There is something much more efficient. Just write a recursive algorithm that tries the greedy thing of as many large bank notes as you can first. If there is an answer, it will normally be found very fast. But failure will be slow.

In an interview I'd just give that answer with the performance note and indicate that I know how to speed it up if need be.

If they ask how to speed it up, you first look for any opportunity to be able to treat large bank notes as small ones because there are enough small ones that divide the large ones to be able to make any multiple of the small. Once you solve the version with fewer denominations, then you can reverse the process in a greedy way to figure out which bills you actually hand out.

In your first case that reduces you to a stack of 10s, and the answer is immediate. No recursion needed.

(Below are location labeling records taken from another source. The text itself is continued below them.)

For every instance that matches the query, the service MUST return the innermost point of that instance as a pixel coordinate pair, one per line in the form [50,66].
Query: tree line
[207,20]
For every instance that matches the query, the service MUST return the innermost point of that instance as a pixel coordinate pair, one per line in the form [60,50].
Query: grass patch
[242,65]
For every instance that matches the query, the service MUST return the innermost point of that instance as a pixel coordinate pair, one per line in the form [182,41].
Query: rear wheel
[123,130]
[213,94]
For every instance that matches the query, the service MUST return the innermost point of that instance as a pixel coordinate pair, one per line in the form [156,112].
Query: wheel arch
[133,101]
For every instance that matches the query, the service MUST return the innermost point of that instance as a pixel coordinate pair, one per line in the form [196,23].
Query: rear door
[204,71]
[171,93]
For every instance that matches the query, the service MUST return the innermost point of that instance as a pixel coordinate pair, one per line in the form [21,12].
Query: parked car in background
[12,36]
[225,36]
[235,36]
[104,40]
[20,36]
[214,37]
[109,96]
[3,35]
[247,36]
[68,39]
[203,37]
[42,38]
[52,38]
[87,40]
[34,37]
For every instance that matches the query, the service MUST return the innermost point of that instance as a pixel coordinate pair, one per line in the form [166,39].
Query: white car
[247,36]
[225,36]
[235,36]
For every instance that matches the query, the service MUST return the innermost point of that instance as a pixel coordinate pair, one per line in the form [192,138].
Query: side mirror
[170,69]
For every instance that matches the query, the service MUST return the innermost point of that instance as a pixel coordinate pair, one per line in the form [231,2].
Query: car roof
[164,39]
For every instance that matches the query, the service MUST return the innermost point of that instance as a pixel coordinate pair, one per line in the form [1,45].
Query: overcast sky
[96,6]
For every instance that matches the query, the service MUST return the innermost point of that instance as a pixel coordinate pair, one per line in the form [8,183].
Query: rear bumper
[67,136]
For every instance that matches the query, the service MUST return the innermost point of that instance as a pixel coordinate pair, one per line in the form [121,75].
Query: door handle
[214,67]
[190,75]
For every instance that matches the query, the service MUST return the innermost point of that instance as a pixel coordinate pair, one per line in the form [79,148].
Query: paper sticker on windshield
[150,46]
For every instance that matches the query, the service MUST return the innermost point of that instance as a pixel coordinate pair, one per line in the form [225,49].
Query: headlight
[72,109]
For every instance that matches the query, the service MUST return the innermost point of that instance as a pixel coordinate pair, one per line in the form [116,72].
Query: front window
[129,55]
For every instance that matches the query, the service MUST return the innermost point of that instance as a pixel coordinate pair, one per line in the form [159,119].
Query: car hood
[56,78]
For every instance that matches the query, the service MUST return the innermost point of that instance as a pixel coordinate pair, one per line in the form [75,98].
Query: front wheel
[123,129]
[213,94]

The second case is more interesting. When you start there are 21 * 431 * 301 * 24 * 24 = 1_569_226_176 possible combinations of notes that you could have to consider. (Note that there is a +1 in each factor because you can have 0 through n. Also note that you can prune the search space to avoid considering a lot of them. But the number will be huge.)

But you can mentally replace 1000 notes with 2 500 notes because you have a 500 note. Then replace 500 notes with 100 notes because you have 4 100 notes. (Note, the divisible -1 is because you don't need to be able to make 500 with 100 notes. Just the values 0, 100, 200, 300 and 400.) And again 100 notes with 50 notes. But then we stop because 30 notes don't divide 50 notes. This turns

{
    1000: 20,
    500: 430,
    100: 300,
    50: 23,
    30: 23
}

into making change out of:

{
    50: 5323,
    30: 23
}

Which is going to be a lot faster because there are fewer combinations to think about. Worst case only 5324 * 24 = 127_776 But it is still not as fast as we can get.

The final performance enhancement is to replace stacks of small bills with a few small bills and stacks of bigger bills. In this case the least common multiple of 30 and 50 is 150. So we can actually treat this as a few stray notes to make the final change, and a whole stack of 150 notes.

{
    150: 178, // 174 from 50s, 4 from 30s
    50: 1,
    30: 3
}

And now we have to do very little work indeed to figure out if we can make change. (The raw possibilities for a simple brute force are down to 179 * 2 * 4 = 1432. If you're slightly clever at this point though, you only have to look at 8 of those.) And once we have change, we just reverse the process to get back to the actual denominations that we had.

And that optimized version of the denominations will always find an answer quickly, from which we can work backwards to find actual bills.